VANCOUVER, C.-B.: – Le Centre de justice pour les libertés constitutionnelles (CJLC) annonce que des avocats financés par le CJLC ont fait parvenir une mise en demeure au gouvernement de la Colombie-Britannique lui demandant d’annuler immédiatement les fermetures prévues au parc Joffre Lakes, soutenant que celles-ci sont excessives, discriminatoires et incompatibles tant avec la loi provinciale qu’avec les protections garanties par la Charte.
Plus tôt cette année, la province a annoncé le maintien de fermetures temporaires du parc afin de réserver l’accès, à certaines périodes déterminées, aux membres de la Nation Lil’wat et de la Nation N’Quatqua pour la tenue d’activités culturelles.

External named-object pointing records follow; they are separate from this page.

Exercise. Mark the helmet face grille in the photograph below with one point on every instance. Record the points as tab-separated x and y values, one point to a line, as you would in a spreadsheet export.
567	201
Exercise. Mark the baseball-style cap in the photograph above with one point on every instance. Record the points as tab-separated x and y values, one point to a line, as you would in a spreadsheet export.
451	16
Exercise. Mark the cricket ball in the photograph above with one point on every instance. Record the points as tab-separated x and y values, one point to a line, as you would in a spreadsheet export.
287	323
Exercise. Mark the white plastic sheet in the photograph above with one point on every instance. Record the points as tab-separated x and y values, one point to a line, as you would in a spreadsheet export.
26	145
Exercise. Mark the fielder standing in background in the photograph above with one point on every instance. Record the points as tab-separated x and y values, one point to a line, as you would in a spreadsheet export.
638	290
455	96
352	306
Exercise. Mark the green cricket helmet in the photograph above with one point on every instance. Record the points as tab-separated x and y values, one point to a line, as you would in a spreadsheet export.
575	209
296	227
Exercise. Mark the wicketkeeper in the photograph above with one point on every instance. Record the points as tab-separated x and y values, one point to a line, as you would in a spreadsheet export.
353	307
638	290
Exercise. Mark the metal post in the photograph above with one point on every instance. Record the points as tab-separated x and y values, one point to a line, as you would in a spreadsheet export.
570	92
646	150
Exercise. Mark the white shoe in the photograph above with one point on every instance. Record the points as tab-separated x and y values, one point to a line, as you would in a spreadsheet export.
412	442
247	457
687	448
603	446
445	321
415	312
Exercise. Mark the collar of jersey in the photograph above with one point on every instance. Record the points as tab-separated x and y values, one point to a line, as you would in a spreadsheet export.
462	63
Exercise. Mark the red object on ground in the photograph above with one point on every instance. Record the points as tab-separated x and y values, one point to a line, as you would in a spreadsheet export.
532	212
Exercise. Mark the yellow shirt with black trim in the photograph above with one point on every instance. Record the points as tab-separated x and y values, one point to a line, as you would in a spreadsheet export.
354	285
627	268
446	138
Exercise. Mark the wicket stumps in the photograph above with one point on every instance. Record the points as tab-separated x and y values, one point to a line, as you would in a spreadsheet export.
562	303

Situé à environ 35 kilomètres à l’est de Pemberton, le long de l’autoroute 99 dans la région Sea-to-Sky de la Colombie-Britannique, le parc Joffre Lakes est l’une des destinations de randonnée les plus populaires de la province. Il a accueilli près de 200 000 visiteurs en 2019, avant l’instauration de restrictions d’accès et de systèmes de réservation.
La lettre soutient que le parc Joffre Lakes, à titre de parc provincial de catégorie A, existe en vertu du Park Act « pour l’inspiration, l’usage et le plaisir du public » et que l’exclusion du public pendant de longues périodes au cours de la haute saison est incompatible avec cet objectif législatif. Elle affirme également que le fait de réserver l’accès au parc exclusivement à certains groupes en fonction de leur race ou de leur origine ethnique contrevient aux articles 6 et 15(1) de la Charte, qui garantissent respectivement les droits à la mobilité ainsi que l’égalité devant la loi et le bénéfice égal de la loi sans discrimination.
« Le gouvernement provincial a l’obligation de gérer les parcs au bénéfice de l’ensemble du public », a déclaré l’avocat constitutionnaliste Marty Moore. « Rien n’indique que le gouvernement provincial ait tenu compte des droits constitutionnels du public lorsqu’il a décidé d’exclure complètement le public du parc Joffre Lakes, qui couvre 1 487 hectares, pendant 31 jours. »
La lettre demande à la province de renverser immédiatement sa décision et prévient que des procédures judiciaires pourraient être engagées si cette politique demeure en vigueur.
Le CJLC est le principal organisme canadien de défense des libertés civiles. Il protège les droits fondamentaux devant les tribunaux et dans le débat public. Fondé en 2010, le CJLC finance des avocats partout au Canada, dépend entièrement des dons pour accomplir sa mission et remet des reçus officiels aux fins de l’impôt à ses donateurs.